Backed by strong domestic defence exposure and strategic transitions, Astra Microwave is positioned for multi-year growth despite operational challenges.
Goldman Sachs has initiated coverage on Astra Microwave Ltd. with a “Buy” rating and a 12-month target price of ₹1,455, implying a 45% upside from its recent trading level. The firm outlines three key growth drivers behind its bullish stance, while also cautioning on certain operational risks.
1. Rising Focus on High-Margin Domestic Defence Segment
Astra Microwave’s increasing focus on the domestic defence electronics market is expected to reshape its revenue mix in favor of higher-margin projects.
- Domestic contracts tend to have better margins and lower risk compared to exports.
- The Indian government’s emphasis on indigenisation of defence systems supports long-term order visibility.
- Astra’s existing partnerships with key public sector undertakings (PSUs) bolster its role in large-scale defence projects.
2. Transitioning into a Full-Fledged Solutions Provider
The company is moving beyond being just a component or sub-system supplier to becoming a solutions integrator.
- Astra is leveraging internal R&D capabilities and collaborating with external players.
- This shift is expected to increase average deal size, improve customer stickiness, and boost operational leverage.
- It also positions the company to participate in more complex, end-to-end defence projects, adding strategic depth to its offerings.
3. Strategic Expansion into Space and Anti-Drone Segments
Astra Microwave is expanding into space-based electronics and counter-drone systems, two of the most rapidly growing sectors in global defence technology.
- These markets offer high barriers to entry, meaning limited competition and premium pricing.
- Government programs and private space initiatives in India offer significant long-term demand.
- Anti-drone solutions are in high demand globally due to increasing geopolitical threats and border security needs.
Financial Outlook and Valuation
- Goldman Sachs projects steady revenue growth of 18–20% CAGR over the medium term.
- Margins are expected to improve, despite a stretched cash conversion cycle.

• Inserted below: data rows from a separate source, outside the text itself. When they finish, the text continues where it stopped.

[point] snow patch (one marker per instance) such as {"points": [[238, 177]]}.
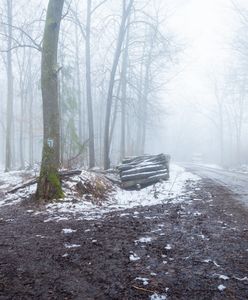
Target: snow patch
{"points": [[68, 230], [145, 281], [157, 297], [134, 257], [221, 287], [71, 246]]}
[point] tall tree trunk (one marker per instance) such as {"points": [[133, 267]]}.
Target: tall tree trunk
{"points": [[30, 128], [88, 88], [9, 127], [49, 185], [124, 97], [121, 36], [79, 98]]}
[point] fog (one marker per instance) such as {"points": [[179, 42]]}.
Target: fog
{"points": [[184, 82]]}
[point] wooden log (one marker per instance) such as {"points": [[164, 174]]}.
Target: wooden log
{"points": [[144, 182]]}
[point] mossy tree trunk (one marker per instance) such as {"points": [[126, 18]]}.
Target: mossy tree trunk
{"points": [[9, 127], [49, 185], [121, 37]]}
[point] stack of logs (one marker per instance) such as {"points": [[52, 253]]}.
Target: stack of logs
{"points": [[142, 171]]}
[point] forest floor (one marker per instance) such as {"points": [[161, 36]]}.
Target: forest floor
{"points": [[193, 249]]}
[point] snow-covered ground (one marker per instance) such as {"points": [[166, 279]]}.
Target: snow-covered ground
{"points": [[72, 205]]}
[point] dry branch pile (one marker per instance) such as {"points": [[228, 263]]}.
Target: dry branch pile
{"points": [[94, 187], [141, 171]]}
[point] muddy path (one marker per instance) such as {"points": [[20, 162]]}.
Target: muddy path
{"points": [[197, 249]]}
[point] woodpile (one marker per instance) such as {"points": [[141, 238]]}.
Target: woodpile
{"points": [[141, 171]]}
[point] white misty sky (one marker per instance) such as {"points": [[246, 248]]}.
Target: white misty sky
{"points": [[207, 28]]}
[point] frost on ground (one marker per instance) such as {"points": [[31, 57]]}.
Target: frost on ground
{"points": [[84, 206], [172, 190]]}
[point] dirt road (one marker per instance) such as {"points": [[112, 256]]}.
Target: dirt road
{"points": [[196, 249]]}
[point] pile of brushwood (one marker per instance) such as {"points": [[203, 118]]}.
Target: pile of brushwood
{"points": [[141, 171]]}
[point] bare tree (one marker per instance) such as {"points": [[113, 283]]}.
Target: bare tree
{"points": [[126, 10], [49, 186], [9, 127]]}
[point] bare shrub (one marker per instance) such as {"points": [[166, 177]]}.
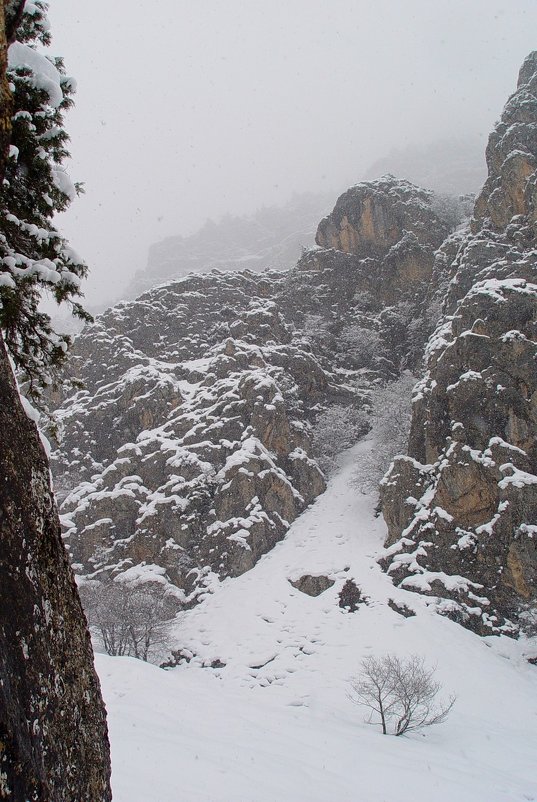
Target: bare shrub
{"points": [[336, 429], [390, 422], [400, 694], [128, 619], [362, 345], [528, 619]]}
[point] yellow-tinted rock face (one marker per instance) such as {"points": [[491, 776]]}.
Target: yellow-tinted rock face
{"points": [[372, 217]]}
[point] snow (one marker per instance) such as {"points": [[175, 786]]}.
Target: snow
{"points": [[44, 74], [275, 722]]}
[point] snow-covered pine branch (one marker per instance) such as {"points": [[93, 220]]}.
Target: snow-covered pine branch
{"points": [[34, 257]]}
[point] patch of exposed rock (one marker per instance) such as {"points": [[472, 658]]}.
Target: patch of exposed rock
{"points": [[189, 451], [53, 736], [462, 508], [312, 585]]}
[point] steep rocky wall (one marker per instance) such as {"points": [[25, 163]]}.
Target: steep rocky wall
{"points": [[53, 737], [189, 451], [462, 508]]}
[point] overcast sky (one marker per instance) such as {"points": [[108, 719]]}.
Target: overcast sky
{"points": [[189, 110]]}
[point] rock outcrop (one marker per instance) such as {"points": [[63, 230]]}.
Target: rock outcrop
{"points": [[189, 451], [462, 507], [53, 737]]}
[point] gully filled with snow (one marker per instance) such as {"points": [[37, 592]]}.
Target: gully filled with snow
{"points": [[274, 722]]}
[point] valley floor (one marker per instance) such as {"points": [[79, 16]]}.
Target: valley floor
{"points": [[275, 722]]}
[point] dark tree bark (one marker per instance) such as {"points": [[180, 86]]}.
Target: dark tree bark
{"points": [[53, 737]]}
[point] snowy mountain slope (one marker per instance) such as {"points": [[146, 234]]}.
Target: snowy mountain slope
{"points": [[273, 237], [275, 722]]}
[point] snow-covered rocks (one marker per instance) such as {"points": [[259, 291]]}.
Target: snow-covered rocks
{"points": [[190, 445], [459, 511]]}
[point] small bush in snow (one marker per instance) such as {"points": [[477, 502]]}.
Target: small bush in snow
{"points": [[128, 619], [336, 429], [399, 693], [390, 422]]}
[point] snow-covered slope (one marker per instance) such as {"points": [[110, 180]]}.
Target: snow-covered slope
{"points": [[275, 722]]}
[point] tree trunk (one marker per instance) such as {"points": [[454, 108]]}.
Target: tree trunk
{"points": [[53, 738]]}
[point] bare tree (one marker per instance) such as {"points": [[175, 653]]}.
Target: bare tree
{"points": [[390, 420], [400, 694], [129, 619], [336, 429]]}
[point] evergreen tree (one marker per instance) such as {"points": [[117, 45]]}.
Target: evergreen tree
{"points": [[34, 257]]}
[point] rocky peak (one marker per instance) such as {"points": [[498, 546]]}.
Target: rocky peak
{"points": [[372, 217], [461, 508], [509, 190]]}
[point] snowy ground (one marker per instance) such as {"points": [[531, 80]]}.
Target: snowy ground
{"points": [[275, 724]]}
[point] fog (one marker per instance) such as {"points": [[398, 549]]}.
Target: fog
{"points": [[187, 111]]}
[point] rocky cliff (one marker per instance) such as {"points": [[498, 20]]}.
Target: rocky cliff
{"points": [[189, 451], [53, 737], [461, 508]]}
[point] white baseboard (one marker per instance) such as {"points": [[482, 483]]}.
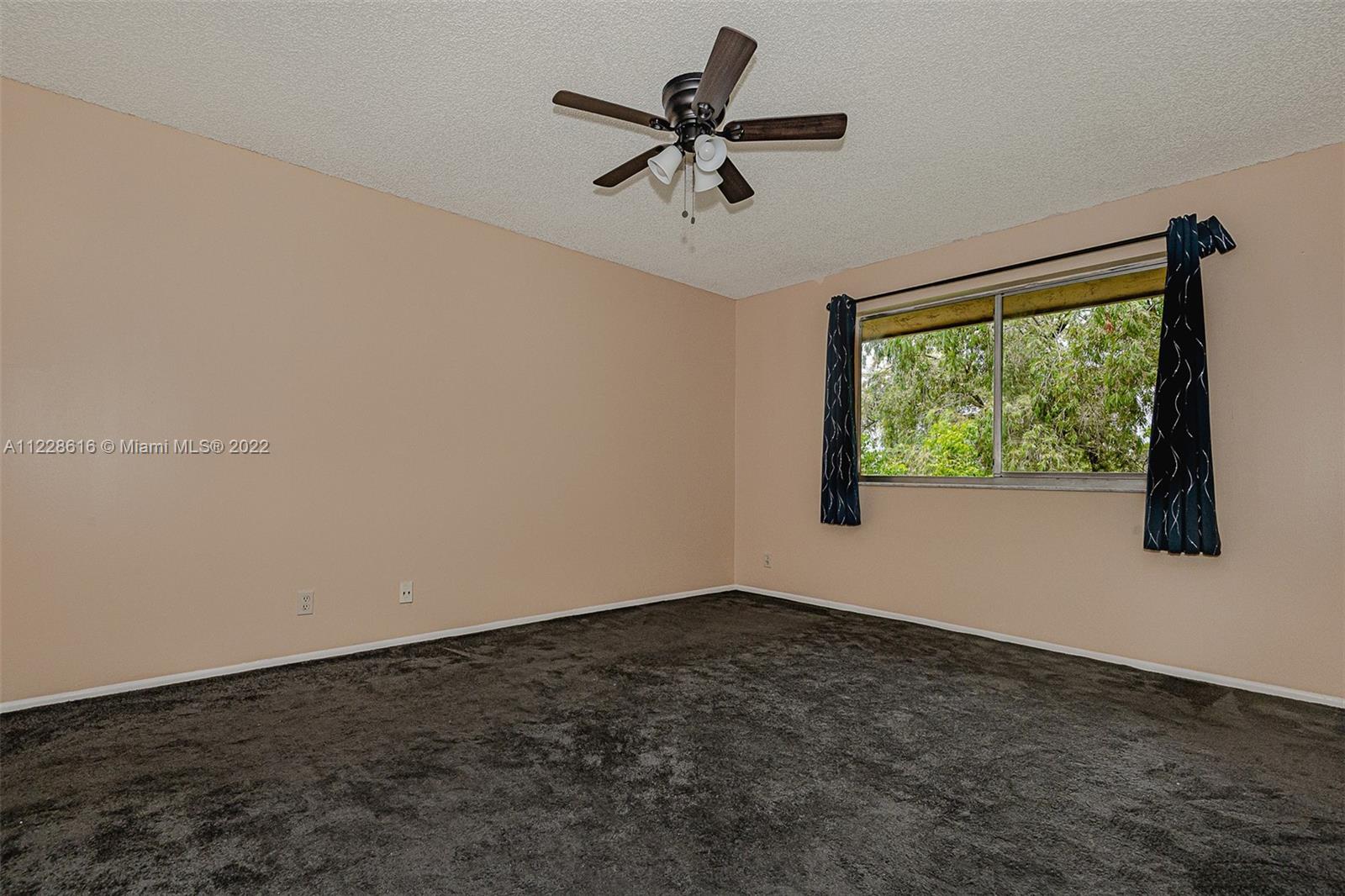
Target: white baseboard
{"points": [[101, 690], [1227, 681]]}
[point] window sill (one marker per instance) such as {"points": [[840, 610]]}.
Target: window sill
{"points": [[1037, 482]]}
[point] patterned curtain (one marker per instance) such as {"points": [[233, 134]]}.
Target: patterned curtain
{"points": [[1180, 502], [840, 435]]}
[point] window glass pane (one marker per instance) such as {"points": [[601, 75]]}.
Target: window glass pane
{"points": [[1078, 387], [927, 403]]}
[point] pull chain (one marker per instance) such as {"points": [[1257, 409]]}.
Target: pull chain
{"points": [[683, 192]]}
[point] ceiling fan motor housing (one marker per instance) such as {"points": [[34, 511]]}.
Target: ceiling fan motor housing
{"points": [[678, 107]]}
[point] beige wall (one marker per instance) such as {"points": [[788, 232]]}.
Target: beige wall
{"points": [[521, 428], [1068, 567], [515, 427]]}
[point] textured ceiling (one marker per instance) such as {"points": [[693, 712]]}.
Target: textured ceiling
{"points": [[965, 118]]}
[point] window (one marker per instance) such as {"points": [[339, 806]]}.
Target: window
{"points": [[1040, 385]]}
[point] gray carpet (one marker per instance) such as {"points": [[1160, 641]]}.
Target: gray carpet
{"points": [[724, 744]]}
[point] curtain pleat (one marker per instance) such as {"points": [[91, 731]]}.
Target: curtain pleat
{"points": [[1180, 501], [840, 434]]}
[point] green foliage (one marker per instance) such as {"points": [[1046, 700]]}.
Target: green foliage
{"points": [[1078, 394]]}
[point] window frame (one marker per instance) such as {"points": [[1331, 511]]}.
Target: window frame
{"points": [[1111, 482]]}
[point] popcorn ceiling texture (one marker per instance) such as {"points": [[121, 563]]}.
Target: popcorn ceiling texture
{"points": [[965, 119]]}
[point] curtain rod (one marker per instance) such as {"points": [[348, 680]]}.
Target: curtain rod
{"points": [[1019, 264]]}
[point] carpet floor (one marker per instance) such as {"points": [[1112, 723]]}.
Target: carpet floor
{"points": [[721, 744]]}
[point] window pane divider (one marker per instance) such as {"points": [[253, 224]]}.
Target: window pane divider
{"points": [[997, 416]]}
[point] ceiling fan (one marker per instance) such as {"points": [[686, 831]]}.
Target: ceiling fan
{"points": [[693, 108]]}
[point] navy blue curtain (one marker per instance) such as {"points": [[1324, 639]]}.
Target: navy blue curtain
{"points": [[840, 435], [1180, 502]]}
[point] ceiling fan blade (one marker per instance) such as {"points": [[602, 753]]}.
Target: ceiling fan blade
{"points": [[787, 128], [728, 60], [735, 187], [609, 109], [629, 168]]}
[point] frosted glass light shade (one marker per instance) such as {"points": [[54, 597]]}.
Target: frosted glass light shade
{"points": [[706, 181], [666, 163], [710, 152]]}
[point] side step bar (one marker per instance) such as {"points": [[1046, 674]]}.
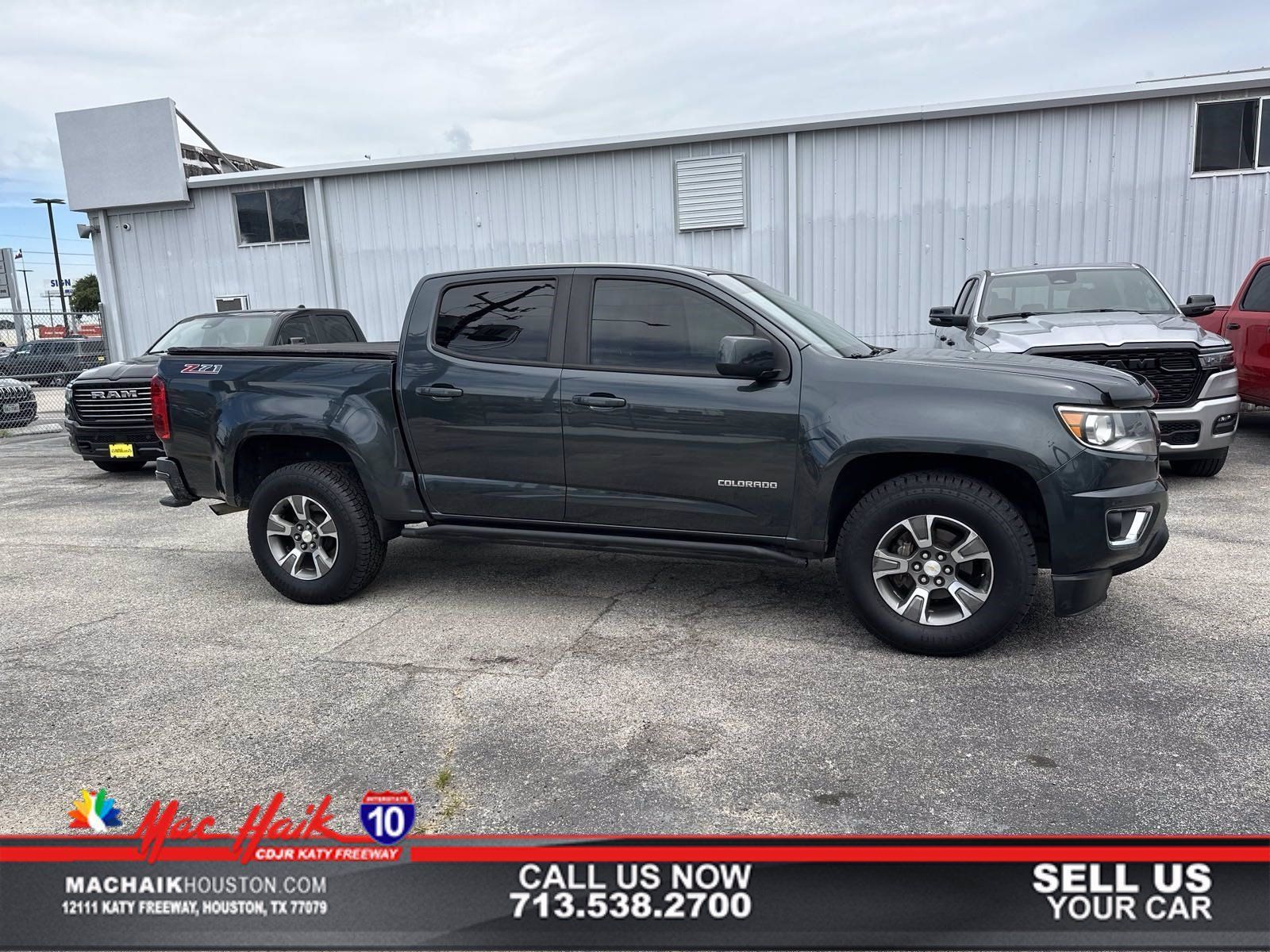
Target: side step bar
{"points": [[629, 545]]}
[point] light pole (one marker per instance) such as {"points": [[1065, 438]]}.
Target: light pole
{"points": [[57, 262]]}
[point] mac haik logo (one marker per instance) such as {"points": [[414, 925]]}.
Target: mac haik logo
{"points": [[387, 816], [94, 812], [164, 823]]}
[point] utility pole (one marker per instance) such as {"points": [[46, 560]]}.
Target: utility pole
{"points": [[57, 262]]}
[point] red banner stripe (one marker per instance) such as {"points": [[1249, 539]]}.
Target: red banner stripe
{"points": [[1041, 854]]}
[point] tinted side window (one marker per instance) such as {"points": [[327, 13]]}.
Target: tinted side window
{"points": [[506, 321], [654, 327], [296, 327], [333, 329], [965, 300], [1225, 135], [1257, 298]]}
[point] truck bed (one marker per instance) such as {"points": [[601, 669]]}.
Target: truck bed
{"points": [[371, 349]]}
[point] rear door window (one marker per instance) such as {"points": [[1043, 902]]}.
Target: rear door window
{"points": [[649, 325], [499, 321], [298, 330], [333, 329], [1257, 296]]}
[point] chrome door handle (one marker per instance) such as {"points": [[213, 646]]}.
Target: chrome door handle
{"points": [[442, 393], [602, 401]]}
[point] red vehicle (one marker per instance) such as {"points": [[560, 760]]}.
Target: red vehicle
{"points": [[1246, 324]]}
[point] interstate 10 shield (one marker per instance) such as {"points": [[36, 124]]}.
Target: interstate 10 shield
{"points": [[387, 816]]}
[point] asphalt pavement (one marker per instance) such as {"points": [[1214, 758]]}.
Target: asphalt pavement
{"points": [[535, 691]]}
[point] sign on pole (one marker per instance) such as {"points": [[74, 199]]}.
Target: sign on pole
{"points": [[10, 287]]}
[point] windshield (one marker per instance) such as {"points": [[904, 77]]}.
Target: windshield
{"points": [[797, 317], [216, 330], [1075, 290]]}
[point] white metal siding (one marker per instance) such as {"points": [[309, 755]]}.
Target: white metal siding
{"points": [[889, 219], [710, 192]]}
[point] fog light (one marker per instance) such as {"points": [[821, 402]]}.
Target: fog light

- The stock trades at a discount to global defence electronics peers, offering valuation comfort.
- Return on Equity (RoE) is expected to surpass global averages, highlighting capital efficiency.
Key Risks Highlighted
Despite the upside potential, Goldman Sachs also flagged several operational and structural risks:
- Delays in order awards or execution may impact near-term revenue.
- Dependence on integrators and external vendors could lead to project delays.
- Higher export revenue could dilute margins due to pricing competition.
- The cash conversion cycle remains stretched, affecting short-term liquidity.
Market Response and Analyst Consensus
- Following the report, Astra Microwave shares rose 4% on Friday, closing at ₹1,043.5.
- The stock is already up 35% in 2025 and 60% since February, showing strong investor confidence.
- Notably, all six analysts covering the stock currently have a “Buy” rating, underlining strong consensus.